In response to:

Adders and Other Reptiles from the May 11, 1995 issue

To the Editors:

In his absorbing essay “Adders and Other Reptiles” [NYR, May 11] Czeslaw Milosz gravely misrepresents the nature of one of Poland’s leading prewar writers and co-founder of the wartime Council to Aid the Jews (Zegota), Zofia Kossak-Szczucka. Kossak-Szczucka was not just a “nationalist and a Catholic”; she was also a virulent anti-Semite. Yet her loathing for Jews clashed with her religious faith, which dictated mercy and compassion even for apostates. In September 1942, she authored a passionate appeal calling upon the Poles to help save Jews. “Whoever remains silent in the face of murder,” she wrote, “becomes an accomplice to that murder.” At the same time, she became active in the efforts to hide and help Jews who escaped from the ghettos and villages of Poland.

Many Polish books, including Righteous Among Nations, co-authored by Wladyslaw Bartoszewski (himself a member of Zegota and now Foreign Minister of Poland) and Zofia Lewin, have published the text of this leaflet, omitting, however, one crucial passage:

Our feeling towards the Jews has not changed. We continue to regard them as political, economic, and ideological enemies of Poland. Moreover, we realize they hate us more than they hate the Germans and that they make us responsible for their misfortune. Why, and on what basis, remains a mystery of the Jewish soul. Nevertheless, this is a fact. Awareness of this fact, however, does not release us from the duty of condemning the murder.1

The book by Professor Jan Blonski, which Milosz refers to, is one of the few Polish works on the Holocaust that reprints the whole text of Kossak’s appeal, including the offensive passage. Most of them, such as Ludzie z dzielnicy zamknietej (People from the Closed-off District), by Ruta Sadowska (Warsaw, 1994), leave out those lines. That the lines were not meant as a stratagem for reaching her over-whelmingly Catholic cum anti-Semitic readers can be ascertained from Kossak’s writings before the war. Here is a passage from an article by Kossak published in Warsaw in 1936, redolent of pathological racism:

Jews are so terribly alien to us, alien and unpleasant, that they are a race apart. They irritate us and all their traits grate against our sensibilities. Their oriental impetuosity, argumentativeness, specific mode of thought, the set of their eyes, the shape of their ears, the winking of their eyelids, the line of their lips, everything. In families of mixed blood we detect the traces of these features to the third or fourth generation and beyond.2

How Kossak-Szczucka reconciled her benign Catholic beliefs with malevolent Jew-hatred (and not, as Milosz would have it, simply with her “nationalist loyalties”) and how a woman of patently racist views could devote herself to rescuing the victims of racism are questions that do not lend themselves to easy explanations. What a pity that Czeslaw Milosz, with his unique sensitivity to the complexities of Eastern Europe, did not confront the troubling complexity of Zofia Kossak-Szczucka.

Abraham Brumberg
Chevy Chase, Maryland

Czeslaw Milosz replies:

Mr. Brumberg seems to reproach me for having limited myself, in my review, to saying: “National loyalties bound her to her ideological brethren who maintained that the Jews are enemies of Poland,” instead of stressing her personal anti-Semitic convictions. Personally I prefer to believe that an odious doctrine, including that of the nationalist, anti-Semitic right, does not always have power over deeper human motivations.
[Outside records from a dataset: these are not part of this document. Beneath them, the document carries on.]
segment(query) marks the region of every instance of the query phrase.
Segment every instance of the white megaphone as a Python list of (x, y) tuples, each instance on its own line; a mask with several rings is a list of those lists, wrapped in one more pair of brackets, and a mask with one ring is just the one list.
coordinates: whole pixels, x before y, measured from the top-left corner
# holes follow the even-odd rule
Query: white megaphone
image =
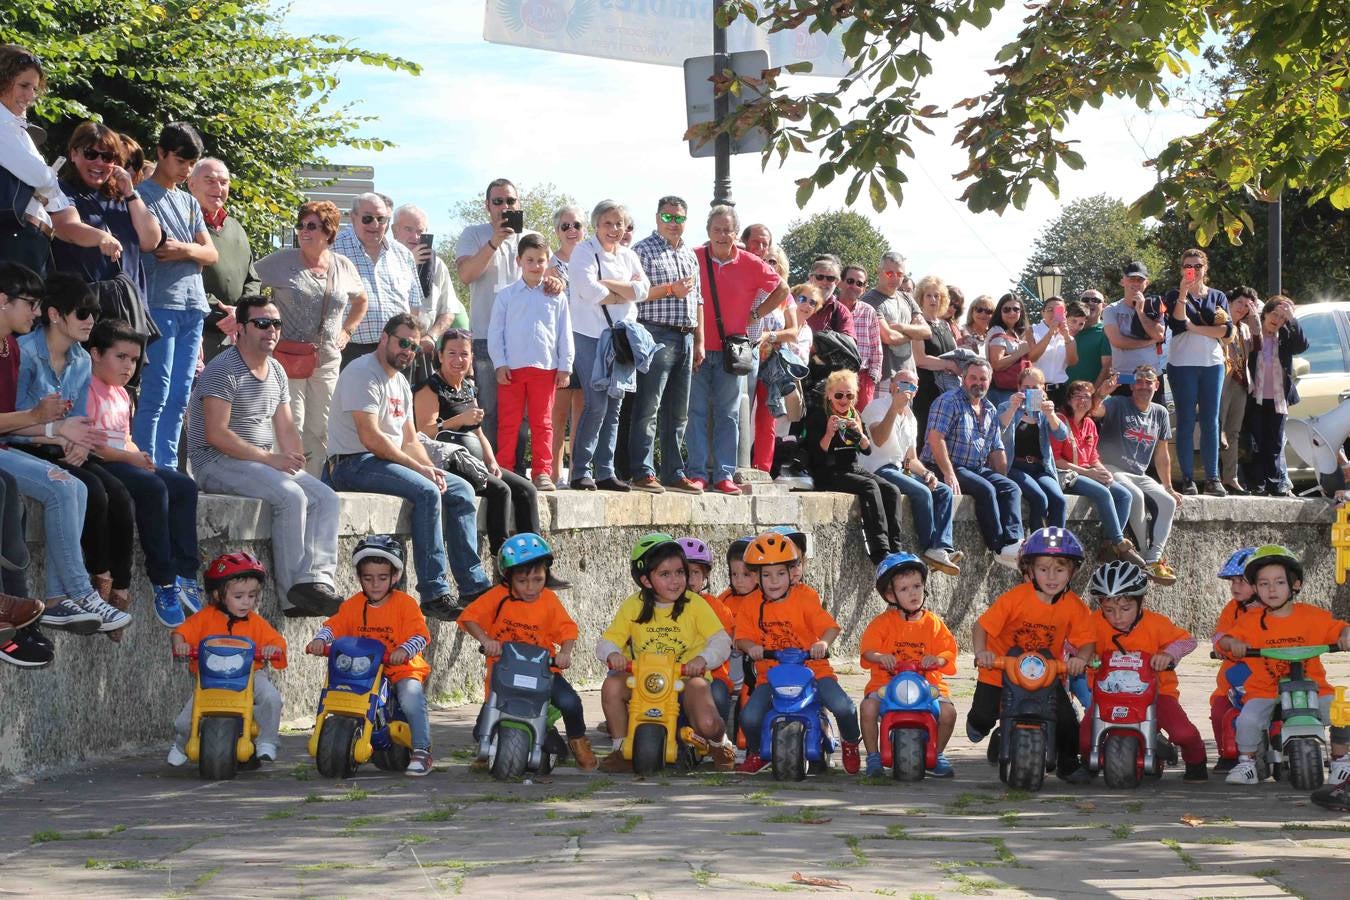
[(1319, 475), (1340, 472), (1336, 451), (1350, 436), (1350, 400), (1329, 413), (1311, 419), (1290, 419), (1284, 423), (1285, 440), (1299, 458)]

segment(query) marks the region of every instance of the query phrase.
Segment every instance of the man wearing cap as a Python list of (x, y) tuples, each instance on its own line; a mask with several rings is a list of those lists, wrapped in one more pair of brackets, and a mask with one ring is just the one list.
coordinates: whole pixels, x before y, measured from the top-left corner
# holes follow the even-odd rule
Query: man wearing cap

Professor Jan Blonski devotes an entire chapter of his book to Zofia Kossak-Szczucka’s anti-Semitism and her actions as a rescuer. He says: “I feel bound to state that Zofia Kossak-Szczucka did commit herself vigorously to helping her ‘enemies’ and that several dozen Jews—if not more—directly owed or owe their lives to her. Such courage and self-sacrifice make any kind of ad personam criticism improper.” Therefore Professor Blonski tries to explain, on a larger than purely personal level, the paradox by which anti-Semitism is combined with a willingness to risk one’s life to save Jews. He puts forward some historical explanations that are connected with the long history of cohabitation of Poles and Jews; but basically he is faced with an enigma. So am I, and Mr. Brumberg should not expect from me more than I can offer, since we are concerned here with a secret of the human conscience.